Il governo centrale chiede la restituzione di 34 milioni di euro di aiuti per le compensazioni di CO2 di Alcoa. Lo ha fatto in seguito alla sentenza dell’Alta Corte di Giustizia della Galizia (TSXG) che ha annullato il piano di regolamentazione dell’occupazione (ERE) che l’azienda aveva presentato per 524 lavoratori. La decisione è stata confermata dalla Corte Suprema. Il licenziamento collettivo ha violato un requisito di questi sussidi, che era quello di mantenere l’occupazione per tre anni.
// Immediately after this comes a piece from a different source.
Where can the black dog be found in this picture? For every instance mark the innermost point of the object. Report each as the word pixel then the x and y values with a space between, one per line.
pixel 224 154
Il conflitto è iniziato un anno e mezzo fa, quando Alcoa ha annunciato l’intenzione di chiudere lo stabilimento di alluminio primario e di licenziare la forza lavoro. Un periodo di trattative per vendere a Liberty House è stato aperto in agosto e settembre dell’anno scorso, ma non si è concretizzato. Nel gennaio 2021, dopo la cancellazione dell’ERE, la società ha accettato di sedersi di nuovo per negoziare una possibile vendita, ma nessun accordo è stato raggiunto finora. In assenza di progressi, i lavoratori hanno ripreso le azioni di sciopero e le proteste lo scorso settembre.

Precisamente, il ministro dell’industria, Reyes Maroto, ha accusato Alcoa di essere “il problema” per cancellare il futuro della fabbrica di alluminio primario che ha nella regione di A Mariña, nella provincia di Lugo. Il ministero ha dato all’impresa fino alla fine di dicembre per dare una risposta e cercare di porre fine a un conflitto che si trascina da un anno e mezzo e che minaccia più di mezzo migliaio di posti di lavoro diretti.

Secondo un comunicato dell’azienda, il licenziamento collettivo è stato proposto a causa della situazione insostenibile dell’impianto di alluminio di San Ciprián, che ha generato perdite di circa 160 milioni di euro negli ultimi tre anni (2018-2020) a causa della mancanza di un quadro energetico competitivo in Spagna. “Questo problema persiste ed è notevolmente peggiorato negli ultimi mesi, con un prezzo dell’energia previsto nel quarto trimestre del 2021 per l’impianto di alluminio superiore a 170 €/MWh, che conferma ulteriormente l’impraticabilità dell’impianto nelle circostanze attuali”, aggiungono.

Nonostante la difficile situazione, Alcoa sostiene che non ha mai proposto di chiudere l’impianto e ha offerto numerose alternative ragionevoli, come un ERTE e il mantenimento delle vasche di elettrolisi in condizioni di riavvio, una vendita a SEPI per un successivo trasferimento a terzi, o la possibilità di una vendita diretta a terzi se l’impianto ottiene prima l’accesso a un quadro energetico competitivo.

Tuttavia, la sentenza della Corte Suprema non modifica la situazione non redditizia dell’impianto di alluminio, che persiste e si è aggravata negli ultimi mesi a causa della mancanza di un quadro energetico competitivo.